Because T cells are involved, Mignot believes the mechanism behind narcolepsy stems from the immune system. "Our discovery clearly shows narcolepsy is an autoimmune disease," he said.
"This is a very important finding," said Merrill Mitler, PhD, a sleep disorders expert and program director at the National Institute of Neurological Disorders and Stroke, who was not involved in the study. "It puts in place another piece of the puzzle and shows a way to link [this gene variant] to hypocretin-containing neurons via an autoimmune attack."
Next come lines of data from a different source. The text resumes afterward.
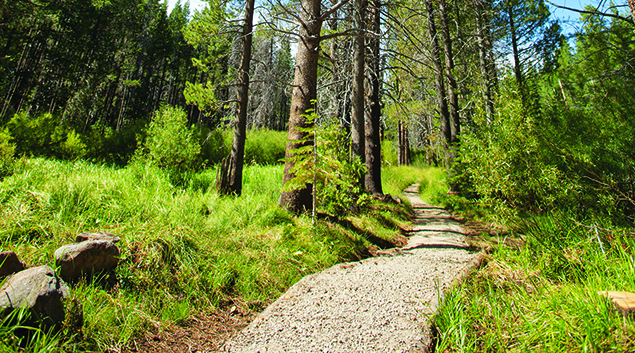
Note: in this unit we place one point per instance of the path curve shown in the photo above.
(380, 304)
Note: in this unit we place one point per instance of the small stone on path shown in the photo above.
(380, 304)
(86, 258)
(97, 236)
(40, 291)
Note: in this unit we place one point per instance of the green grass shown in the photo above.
(184, 250)
(543, 297)
(432, 181)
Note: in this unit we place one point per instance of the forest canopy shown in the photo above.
(522, 116)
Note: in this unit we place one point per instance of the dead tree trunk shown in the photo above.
(302, 99)
(438, 82)
(373, 142)
(357, 95)
(403, 154)
(455, 123)
(484, 62)
(237, 156)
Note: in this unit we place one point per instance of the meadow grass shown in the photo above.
(544, 296)
(184, 250)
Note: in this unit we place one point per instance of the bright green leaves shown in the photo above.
(170, 144)
(321, 158)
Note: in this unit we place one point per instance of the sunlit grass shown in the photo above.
(184, 249)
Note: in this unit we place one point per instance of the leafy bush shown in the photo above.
(214, 146)
(7, 150)
(170, 144)
(45, 135)
(329, 168)
(505, 165)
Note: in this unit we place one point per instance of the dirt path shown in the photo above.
(380, 304)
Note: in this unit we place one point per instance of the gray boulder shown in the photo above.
(86, 258)
(97, 236)
(37, 290)
(9, 264)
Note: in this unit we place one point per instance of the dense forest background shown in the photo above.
(523, 117)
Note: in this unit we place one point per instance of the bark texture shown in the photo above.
(455, 123)
(484, 62)
(303, 96)
(372, 138)
(237, 156)
(438, 82)
(357, 97)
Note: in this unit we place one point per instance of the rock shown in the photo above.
(86, 258)
(623, 301)
(38, 290)
(9, 264)
(97, 236)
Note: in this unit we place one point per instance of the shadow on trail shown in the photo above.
(373, 239)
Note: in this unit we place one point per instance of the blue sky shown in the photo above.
(569, 19)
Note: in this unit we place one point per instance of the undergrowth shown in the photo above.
(544, 296)
(184, 250)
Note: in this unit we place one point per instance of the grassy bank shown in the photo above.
(543, 296)
(184, 250)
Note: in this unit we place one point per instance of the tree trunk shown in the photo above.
(303, 97)
(403, 155)
(357, 95)
(438, 82)
(484, 63)
(455, 123)
(373, 142)
(518, 73)
(237, 156)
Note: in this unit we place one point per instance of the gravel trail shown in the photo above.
(380, 304)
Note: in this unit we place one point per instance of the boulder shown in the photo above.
(86, 258)
(97, 236)
(40, 292)
(9, 264)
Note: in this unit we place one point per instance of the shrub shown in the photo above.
(45, 135)
(170, 144)
(7, 150)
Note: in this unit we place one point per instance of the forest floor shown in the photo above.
(381, 303)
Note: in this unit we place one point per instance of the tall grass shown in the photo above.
(545, 296)
(184, 249)
(431, 179)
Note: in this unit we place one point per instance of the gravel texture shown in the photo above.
(380, 304)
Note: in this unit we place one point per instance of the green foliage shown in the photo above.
(265, 147)
(170, 144)
(214, 146)
(545, 296)
(506, 166)
(322, 160)
(45, 135)
(184, 250)
(7, 152)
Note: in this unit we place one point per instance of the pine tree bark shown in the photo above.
(357, 95)
(455, 123)
(302, 99)
(237, 156)
(484, 62)
(631, 4)
(372, 138)
(438, 82)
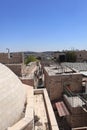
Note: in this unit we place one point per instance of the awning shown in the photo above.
(61, 108)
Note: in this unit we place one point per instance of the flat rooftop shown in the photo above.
(77, 66)
(58, 69)
(74, 101)
(41, 119)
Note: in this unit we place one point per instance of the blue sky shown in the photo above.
(43, 25)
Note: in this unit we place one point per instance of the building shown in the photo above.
(57, 77)
(21, 107)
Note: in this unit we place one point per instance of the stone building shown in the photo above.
(21, 107)
(56, 78)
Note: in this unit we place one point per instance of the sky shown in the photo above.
(43, 25)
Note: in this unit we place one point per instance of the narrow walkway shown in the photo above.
(41, 121)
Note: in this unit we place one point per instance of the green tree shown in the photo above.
(70, 56)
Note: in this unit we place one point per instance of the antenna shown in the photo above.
(8, 52)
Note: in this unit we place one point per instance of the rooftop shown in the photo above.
(58, 69)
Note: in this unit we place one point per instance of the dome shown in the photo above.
(12, 97)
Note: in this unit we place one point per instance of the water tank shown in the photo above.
(12, 97)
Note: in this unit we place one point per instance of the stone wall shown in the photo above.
(27, 81)
(14, 58)
(16, 68)
(55, 84)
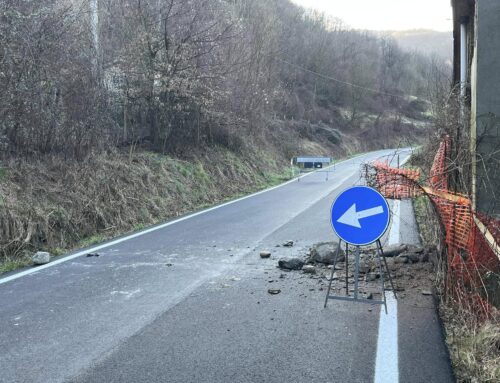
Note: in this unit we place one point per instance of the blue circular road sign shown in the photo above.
(360, 215)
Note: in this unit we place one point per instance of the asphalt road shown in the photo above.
(188, 303)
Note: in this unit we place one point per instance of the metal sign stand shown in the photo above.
(355, 297)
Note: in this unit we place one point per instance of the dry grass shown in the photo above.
(474, 346)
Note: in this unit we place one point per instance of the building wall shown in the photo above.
(485, 128)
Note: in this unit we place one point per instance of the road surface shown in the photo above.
(188, 302)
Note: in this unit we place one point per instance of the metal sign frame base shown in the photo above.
(382, 264)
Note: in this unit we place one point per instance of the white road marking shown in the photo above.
(386, 362)
(152, 229)
(395, 233)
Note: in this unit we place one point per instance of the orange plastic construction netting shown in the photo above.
(471, 238)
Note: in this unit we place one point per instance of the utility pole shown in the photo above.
(94, 27)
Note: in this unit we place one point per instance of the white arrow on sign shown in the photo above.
(351, 217)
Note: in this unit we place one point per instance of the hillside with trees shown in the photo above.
(103, 101)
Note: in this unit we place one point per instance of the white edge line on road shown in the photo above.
(152, 229)
(387, 359)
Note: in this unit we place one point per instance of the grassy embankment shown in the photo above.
(58, 206)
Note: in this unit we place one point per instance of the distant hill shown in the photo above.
(425, 41)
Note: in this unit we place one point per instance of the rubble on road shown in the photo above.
(324, 252)
(291, 264)
(41, 258)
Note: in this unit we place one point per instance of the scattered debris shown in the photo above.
(291, 264)
(395, 250)
(41, 258)
(324, 252)
(265, 254)
(400, 259)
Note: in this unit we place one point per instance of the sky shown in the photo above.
(387, 14)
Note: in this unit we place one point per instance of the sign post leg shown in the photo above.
(333, 272)
(356, 271)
Mignot said it's likely that HLA and this T cell variant interact in a way that kills hypocretin cells. How exactly this interaction is triggered is not yet known, and he said future studies will focus on solving this mystery. Once more details emerge, he said, scientists may be able to identify people who are predisposed to narcolepsy and block specific gene variants in that person to stop the development of the disease.
In the meantime, Mignot expects the findings to aid researchers studying other autoimmune diseases. No other autoimmune disease has shown an association with this specific T cell gene, he noted.